Miris, Penyumbang Emas PON Itu Kini 'Ngojek'

Inilah contoh nyata dari perilaku tidak menghargai insan olahraga atau atlit yang dengan dedikasi dan pengorbanannya pernah berhasil mengharumkan nama daerah dalam sebuah kejuaraan bergengsi. Bayangkan saja, Ujang Robi, seorang peraih medali emas cabang olahraga gantole PON 2012 Riau, ajang yang belum lama berlalu, nasibnya kini sungguh membuat kita harus mengelus dada.
Bagaimana tidak, Demi menghidupi satu orang istri dan empat orang anak Ujang harus bekerja sebagai tukang ojek!. Ya, penyumbang emas PON itu kini ngojek di kawasan Bukit Gantole dengan penghasilan kotor hanya Rp 50 ribu per hari.
Parahnya lagi, Atlit berprestasi yang berujung jadi tukang ojek tidak cuma Ujang. Kondisi serupa juga dialami peraih medali emas gantole Porda 2010, Ayat Supriatna, yang juga terpaksa menjadi tukang ojeg motor.
Kenyataan tersebut memang diakui oleh Ketua Persatuan Layang Gantung Indonesia (PLGI) Kabupaten Bogor, Wawan Haikal Kurdi. Dia mengakui itu namun juga berkilah bahwa Pengcab tak lagi miliki daya untuk memberikan bantuan lebih dari yang mereka telah terima saat ini.
"Mereka terpaksa menjadi tukang ojeg karena tak punya pekerjaan tetap. Kami pengcab berusaha membantu, tetapi tak berdaya. Sebab, tak memiliki wewenang untuk memberikan perkerjaan. Semua itu ada di tangan KONI dan pemerintah, yang harusnya memperhatikan," kata Wawan.

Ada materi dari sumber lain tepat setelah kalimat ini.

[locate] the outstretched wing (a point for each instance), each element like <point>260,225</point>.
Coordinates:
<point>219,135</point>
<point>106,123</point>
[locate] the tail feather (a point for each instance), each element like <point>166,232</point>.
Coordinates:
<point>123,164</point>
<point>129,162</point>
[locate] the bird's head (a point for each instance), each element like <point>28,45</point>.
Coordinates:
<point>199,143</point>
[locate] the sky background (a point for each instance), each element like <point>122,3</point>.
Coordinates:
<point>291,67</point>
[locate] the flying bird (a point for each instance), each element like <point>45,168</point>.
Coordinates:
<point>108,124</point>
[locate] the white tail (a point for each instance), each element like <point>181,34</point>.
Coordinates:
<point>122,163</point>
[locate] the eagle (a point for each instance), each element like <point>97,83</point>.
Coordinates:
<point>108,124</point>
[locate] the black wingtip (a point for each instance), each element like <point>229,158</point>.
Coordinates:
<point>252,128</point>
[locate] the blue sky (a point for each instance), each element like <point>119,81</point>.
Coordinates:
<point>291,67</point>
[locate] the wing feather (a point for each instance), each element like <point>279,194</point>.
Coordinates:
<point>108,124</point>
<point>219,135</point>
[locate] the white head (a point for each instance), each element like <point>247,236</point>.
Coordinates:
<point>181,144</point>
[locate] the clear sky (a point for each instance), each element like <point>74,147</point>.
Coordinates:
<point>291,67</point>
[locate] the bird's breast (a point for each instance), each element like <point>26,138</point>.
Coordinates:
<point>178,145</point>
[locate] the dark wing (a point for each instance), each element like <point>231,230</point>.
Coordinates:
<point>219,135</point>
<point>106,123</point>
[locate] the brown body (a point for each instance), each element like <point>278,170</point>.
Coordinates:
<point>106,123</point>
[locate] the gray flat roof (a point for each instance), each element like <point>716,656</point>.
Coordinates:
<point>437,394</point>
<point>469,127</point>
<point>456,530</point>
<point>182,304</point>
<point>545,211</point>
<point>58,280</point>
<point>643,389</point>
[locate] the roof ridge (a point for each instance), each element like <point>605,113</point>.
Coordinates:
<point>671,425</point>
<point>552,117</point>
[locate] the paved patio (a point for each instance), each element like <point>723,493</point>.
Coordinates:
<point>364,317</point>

Wawan lantas menceritakan jika Ujang sampai pernah berencana untuk menjual hadiah rumah dari pemerintah Jawa Barat (Jabar), demi memperbaiki keadaan ekonominya. "Begitu juga dengan Ayat, awal mula ia ingin pindah ke Jabar adalah untuk memperbaiki keadaan ekonominya. Tetapi ternyata tak ada perubahan," jelasnya.
Wawan menegaskan, seharusnya sebagai atlet yang telah mengharumkan nama daerah, pemerintah setempat memperhatikan mereka. "Mereka hanya mengeluhkan tentang pekerjaan saja. Pemerintah harusnya memperhatikan, jangan hanya memperhatikan ketika ada event olahraga saja," ucapnya.
Lebih lanjut, kata dia, sebenarnya kedua atlet tersebut telah ditawari untuk membela Kabupaten Bekasi dalam Porda 2014 mendatang. Tetapi, karena kecintaannya terhadap Kabupaten Bogor mereka memilih bertahan. "Mereka itu putra daerah Kabupaten Bogor, keduanya menolak. Nah, sekarang tinggal bagaimana respon dari pemerintah untuk menyikapi loyalitas keduanya. Ya, KONI dan Dispora tak boleh pilih kasih terhadap cabor, kasihan kan mereka," keluhnya.